Jim, I agree. I've been lucky enough to survive two flashovers and one backdraft in my career, and none of them were much like the video.

I was very near the door in both of the two flashovers, was able to self-rescue in probably two or three seconds (although they felt like forever) and was lucky to have only minor burns and ruined PPE and SCBA both times.

The backdraft was so violent that I didn't realize what happened for several seconds after it literally blew me out the door into the front yard.

I dunno if I'd call the video "kiddieville", but it certainly isn't the most catastrophic interior condition I've ever seen, either.

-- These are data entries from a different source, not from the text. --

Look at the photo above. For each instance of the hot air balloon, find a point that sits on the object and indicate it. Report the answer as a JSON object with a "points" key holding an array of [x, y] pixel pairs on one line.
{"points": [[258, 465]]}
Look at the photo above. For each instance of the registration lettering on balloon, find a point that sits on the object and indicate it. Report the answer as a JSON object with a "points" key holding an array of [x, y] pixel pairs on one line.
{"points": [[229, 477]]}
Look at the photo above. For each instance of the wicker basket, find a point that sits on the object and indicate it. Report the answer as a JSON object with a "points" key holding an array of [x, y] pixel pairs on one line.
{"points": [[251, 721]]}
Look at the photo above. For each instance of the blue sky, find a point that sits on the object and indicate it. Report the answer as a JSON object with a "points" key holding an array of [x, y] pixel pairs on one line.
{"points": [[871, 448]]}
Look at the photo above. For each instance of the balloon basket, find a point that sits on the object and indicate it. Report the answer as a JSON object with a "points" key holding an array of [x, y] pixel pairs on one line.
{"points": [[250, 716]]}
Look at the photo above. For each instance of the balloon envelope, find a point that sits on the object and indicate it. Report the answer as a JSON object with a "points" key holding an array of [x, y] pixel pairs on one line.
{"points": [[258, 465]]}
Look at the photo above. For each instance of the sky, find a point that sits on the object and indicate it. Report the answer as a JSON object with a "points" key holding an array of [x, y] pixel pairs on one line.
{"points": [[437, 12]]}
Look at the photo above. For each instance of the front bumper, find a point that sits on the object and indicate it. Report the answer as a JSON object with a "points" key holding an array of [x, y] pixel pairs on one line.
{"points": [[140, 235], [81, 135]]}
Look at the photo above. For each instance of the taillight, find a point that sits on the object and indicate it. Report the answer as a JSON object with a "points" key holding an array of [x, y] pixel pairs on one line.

It is a good training video.
It would be one thing if you knew where the fire was, if you just opened up the line you have a good chance of steaming yourself, pencilling can keep the gases in check from bursting into flame so you can get out.

In this case, yeah you can see the fire and can extinguish. In the case you can't see the fire and visibility deteriotes rapidly, as here, it is time to get out.
In that kind of enclosure, if you just open up and blast the fire you're going to steam burn everyone to Larry the Lobster status.

Pencilling to prevent ignition until effective ventilation can be conducted is an appropriate technique.

It's all about technique.
The theory of short bursts of pencil, pencil, pencil, fog is for as Ben put it, to reduce the amount of steam conversion, thus reducing the cook effect on the crew who are fleeing. The nozzleman can with this technique in the right environment, delay the ignition of total flashover by introducing the small amounts of steam produced in the bursts as well as interupting the thermal balance.

With opening the bail and leaving it flowing, the super heated BTU's will steam everyone and everything inside. All about technique and timing.

Obviously best to not be there at the time through better pre-flashover techniques and timing on other fireground tactics.